The extract also demonstrated strong antioxidant capacity across DPPH, reducing power, and TAC assays, reflecting its phenolic and flavonoid enrichment. These compounds are well recognized for neutralizing reactive oxygen species and maintaining redox balance.^[40] The anti-inflammatory potential observed in the COX-2 inhibition assay (IC₅₀ = 30.09 µg mL^-1) further supports the multifunctional nature of the extract. Only COX-2 inhibition was evaluated as an initial in vitro screening. Therefore, the absence of COX-1 data limits conclusions regarding enzyme selectivity and gastrointestinal safety. Future studies should include parallel COX-1 assays to better assess selectivity and safety profiles. The presence of proteins at substantial levels supports literature showing that amino-acid-rich plant fractions contribute to tissue repair and wound healing.^[41] Meanwhile, plant constituents such as tannins, alkaloids, and terpenes, which are present at moderate to low concentrations, may still contribute synergistically to antimicrobial and anti-inflammatory responses.^[42,43]

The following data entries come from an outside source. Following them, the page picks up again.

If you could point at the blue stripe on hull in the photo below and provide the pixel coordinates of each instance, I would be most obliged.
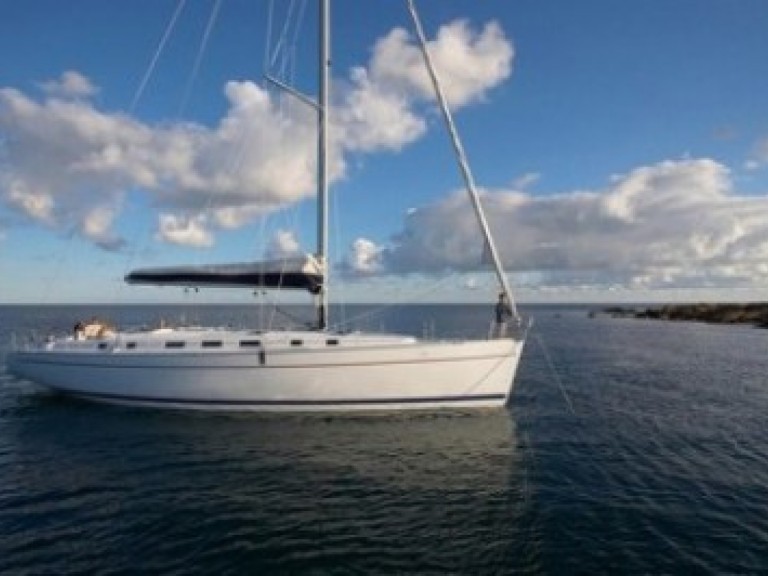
(295, 404)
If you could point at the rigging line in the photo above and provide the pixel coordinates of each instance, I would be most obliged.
(282, 38)
(199, 58)
(555, 373)
(158, 51)
(268, 34)
(461, 159)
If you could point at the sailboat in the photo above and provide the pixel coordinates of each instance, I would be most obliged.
(313, 369)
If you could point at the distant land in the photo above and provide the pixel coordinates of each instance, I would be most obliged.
(755, 313)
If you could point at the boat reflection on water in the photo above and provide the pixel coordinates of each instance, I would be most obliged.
(387, 492)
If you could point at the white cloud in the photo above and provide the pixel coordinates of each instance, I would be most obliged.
(68, 156)
(185, 231)
(97, 227)
(284, 244)
(379, 110)
(364, 258)
(671, 223)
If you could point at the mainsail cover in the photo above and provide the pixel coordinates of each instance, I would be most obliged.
(298, 273)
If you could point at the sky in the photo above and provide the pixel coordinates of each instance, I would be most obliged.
(620, 148)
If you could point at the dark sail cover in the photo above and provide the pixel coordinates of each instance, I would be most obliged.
(297, 273)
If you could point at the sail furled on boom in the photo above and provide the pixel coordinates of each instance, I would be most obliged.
(303, 273)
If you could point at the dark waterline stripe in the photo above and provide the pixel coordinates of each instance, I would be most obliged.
(297, 403)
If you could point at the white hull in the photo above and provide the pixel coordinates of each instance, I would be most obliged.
(276, 371)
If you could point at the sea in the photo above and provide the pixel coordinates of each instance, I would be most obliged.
(628, 447)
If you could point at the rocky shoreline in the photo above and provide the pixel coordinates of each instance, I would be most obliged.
(755, 314)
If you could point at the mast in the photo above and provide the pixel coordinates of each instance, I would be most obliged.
(463, 163)
(324, 65)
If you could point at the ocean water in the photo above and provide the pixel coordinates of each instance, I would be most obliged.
(629, 447)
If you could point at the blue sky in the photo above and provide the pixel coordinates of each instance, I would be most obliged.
(621, 147)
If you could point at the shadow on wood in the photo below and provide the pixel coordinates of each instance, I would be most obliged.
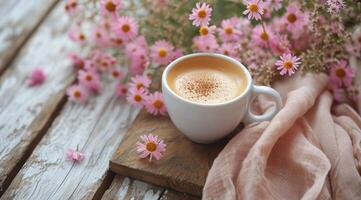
(185, 164)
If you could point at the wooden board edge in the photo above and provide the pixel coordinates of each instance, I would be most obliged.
(189, 188)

Taken together, these findings expand the pharmacological understanding of B. discolor, bridging traditional use and modern experimental validation. The methanolic leaf extract demonstrated broad-spectrum antimicrobial activity (MIC range 312.5–2500 µg mL^-1), alongside significant antioxidant effects and measurable COX-2 inhibition, supporting its multifunctional bioactivity. The high phenolic and flavonoid content likely underpin these biological activities and provides a biochemical basis for its observed pharmacological potential.

Although only a single crude extract was evaluated, limiting correlation analysis between specific phytochemicals and bioactivity, the integrated phytochemical and biological assessment highlights B. discolor as a promising candidate for further pharmacological investigation. This study remains limited to in vitro evaluation; therefore, future research should include in vivo validation, safety assessment, and isolation of active constituents to substantiate its therapeutic applicability.